C'est presque toujours la première question. Une réponse vague (« j'ai bien aimé ») coûte cher, parce qu'elle laisse penser que le livre n'a pas été lu.
Maryse Condé part d'une personne réelle dont l'Histoire n'a gardé que quelques lignes, et lui rend une voix à la première personne. Le roman est une réparation : il écrit ce que les archives n'ont pas retenu parce qu'elle était noire, femme et esclave.
Le lien avec ton programme
Rattacher sa lecture cursive à une œuvre étudiée en classe est ce qui distingue le plus nettement un bon entretien d'un entretien moyen : cela prouve que tu as lu les deux.
Le roman prolonge exactement le parcours « tisser les mémoires, habiter le monde ». Man Yaya transmet à Tituba ce que Reine Sans Nom transmet à Télumée : un savoir des plantes, des morts et de la résistance. Deux autrices antillaises, deux lignées de femmes contre l'effacement.
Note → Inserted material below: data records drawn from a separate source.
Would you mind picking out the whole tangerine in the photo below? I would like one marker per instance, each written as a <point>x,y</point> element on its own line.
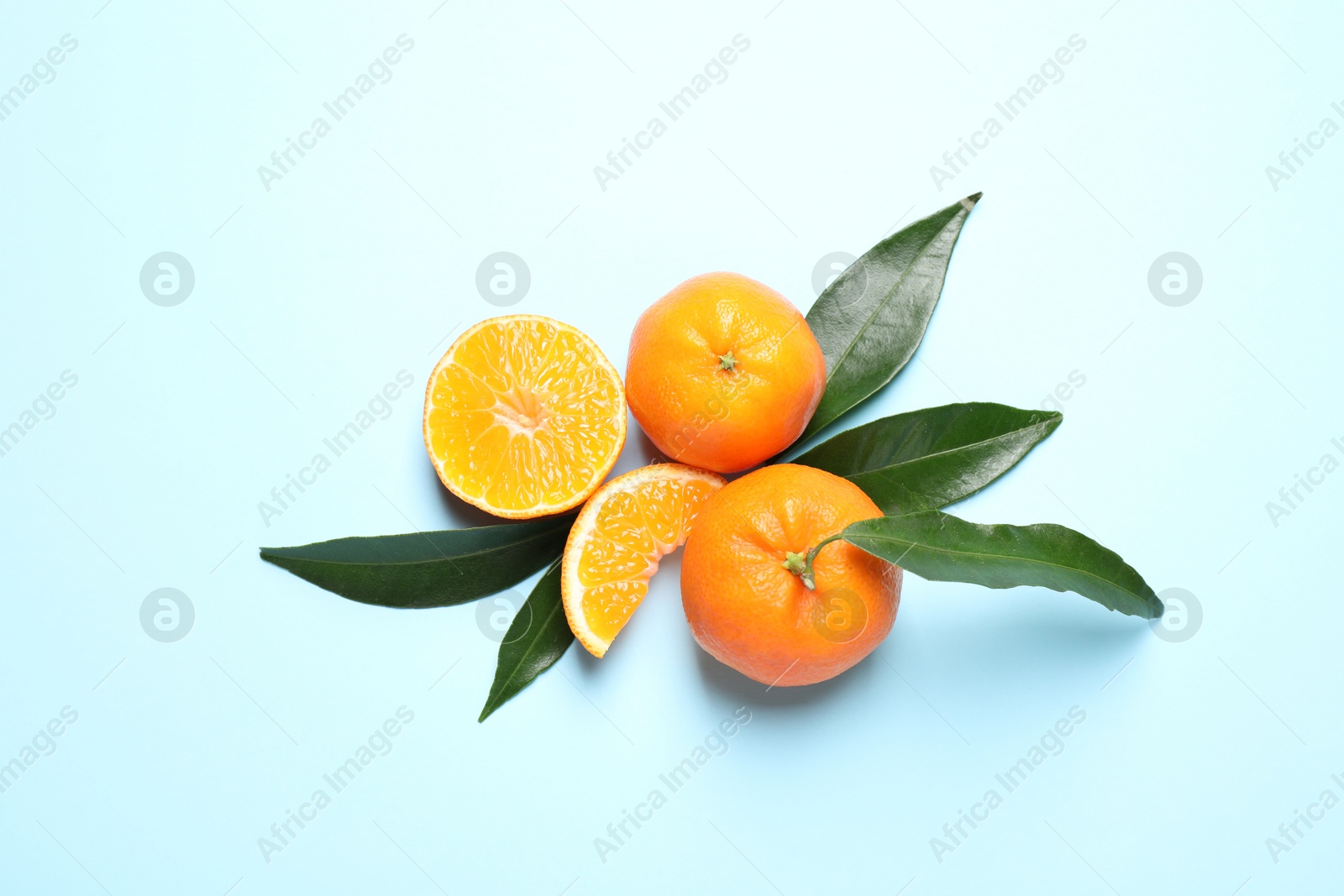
<point>723,372</point>
<point>753,600</point>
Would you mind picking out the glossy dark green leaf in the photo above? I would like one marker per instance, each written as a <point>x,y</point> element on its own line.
<point>931,458</point>
<point>937,546</point>
<point>428,569</point>
<point>871,317</point>
<point>535,640</point>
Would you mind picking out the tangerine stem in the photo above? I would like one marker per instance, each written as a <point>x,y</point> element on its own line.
<point>801,564</point>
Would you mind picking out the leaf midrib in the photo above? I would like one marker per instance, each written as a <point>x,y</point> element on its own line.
<point>528,653</point>
<point>934,454</point>
<point>1005,557</point>
<point>887,297</point>
<point>393,563</point>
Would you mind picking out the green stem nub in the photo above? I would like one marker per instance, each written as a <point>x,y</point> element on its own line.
<point>800,564</point>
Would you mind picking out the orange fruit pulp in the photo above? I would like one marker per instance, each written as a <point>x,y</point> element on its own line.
<point>617,540</point>
<point>523,417</point>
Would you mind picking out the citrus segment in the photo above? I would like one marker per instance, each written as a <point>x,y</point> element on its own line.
<point>617,540</point>
<point>523,417</point>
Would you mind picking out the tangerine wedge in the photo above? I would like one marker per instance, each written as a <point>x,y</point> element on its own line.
<point>617,540</point>
<point>523,417</point>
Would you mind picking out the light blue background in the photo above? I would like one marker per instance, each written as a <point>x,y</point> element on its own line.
<point>362,261</point>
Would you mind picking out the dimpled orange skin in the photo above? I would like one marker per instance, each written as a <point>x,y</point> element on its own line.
<point>694,409</point>
<point>749,611</point>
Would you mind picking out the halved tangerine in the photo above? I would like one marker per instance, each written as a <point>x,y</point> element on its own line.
<point>523,417</point>
<point>617,540</point>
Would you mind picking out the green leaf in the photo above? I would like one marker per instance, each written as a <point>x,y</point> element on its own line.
<point>934,457</point>
<point>535,640</point>
<point>871,318</point>
<point>428,569</point>
<point>937,546</point>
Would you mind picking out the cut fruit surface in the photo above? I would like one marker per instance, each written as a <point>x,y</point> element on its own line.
<point>617,540</point>
<point>523,417</point>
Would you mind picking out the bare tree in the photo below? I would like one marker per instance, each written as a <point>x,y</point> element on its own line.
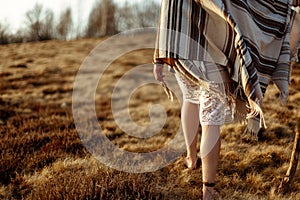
<point>40,23</point>
<point>137,15</point>
<point>101,19</point>
<point>65,24</point>
<point>4,35</point>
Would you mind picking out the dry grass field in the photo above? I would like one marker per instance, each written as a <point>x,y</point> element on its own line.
<point>42,156</point>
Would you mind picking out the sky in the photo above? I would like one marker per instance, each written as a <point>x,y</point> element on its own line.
<point>12,12</point>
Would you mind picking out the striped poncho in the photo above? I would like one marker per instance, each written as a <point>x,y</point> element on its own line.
<point>249,37</point>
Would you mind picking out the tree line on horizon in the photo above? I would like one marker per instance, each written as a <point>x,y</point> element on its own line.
<point>105,18</point>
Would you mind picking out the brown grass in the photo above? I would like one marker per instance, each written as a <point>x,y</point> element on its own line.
<point>42,156</point>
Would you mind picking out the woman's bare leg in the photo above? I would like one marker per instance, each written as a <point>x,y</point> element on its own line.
<point>210,152</point>
<point>190,125</point>
<point>295,33</point>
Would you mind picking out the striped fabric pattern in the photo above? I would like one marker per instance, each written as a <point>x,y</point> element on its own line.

→ La fiche de Pluie et vent sur Télumée Miracle
À retenir par cœur
Les questions probables
Prépare-les à voix haute, pas dans ta tête : l'entretien est un oral, et huit minutes sont longues quand on n'a rien préparé.
Question 1
Pourquoi avoir choisi ce roman ?
Le point de départ est un fait : Tituba a existé, elle est citée dans les minutes du procès de Salem, et l'Histoire s'arrête là. Condé écrit ce qui manque. Dis-le ainsi — un roman peut occuper la place laissée vide par les archives.
Question 2
Pourquoi la première personne ?
Parce que le sujet du livre est justement une parole confisquée. Le titre commence par « Moi, Tituba » : le pronom tonique est une revendication avant d'être une grammaire. Un récit à la troisième personne aurait reconduit le regard extérieur que le roman combat.
Question 3
Comment expliquer les anachronismes ?
Ne les excuse pas, explique-les. En faisant se rencontrer Tituba et Hester Prynne, Condé fait dialoguer son personnage avec la littérature américaine qui l'a ignorée. L'anachronisme est un moyen de commentaire, comme l'ironie.
Question 4
Le roman est-il féministe ?
Oui, mais montre en quoi précisément : ce sont les femmes qui savent (les plantes, les naissances, les morts), et c'est ce savoir qu'on appelle sorcellerie pour pouvoir le punir. Condé fait du procès de Salem une affaire de pouvoir, pas de croyance.
Question 5
Quelle est la place de l'humour dans ce livre ?
Question moins attendue, et une bonne réponse fait la différence : le récit est souvent ironique, parfois franchement drôle, malgré l'horreur. Cette distance empêche le pathos et rend Tituba vivante plutôt que sainte.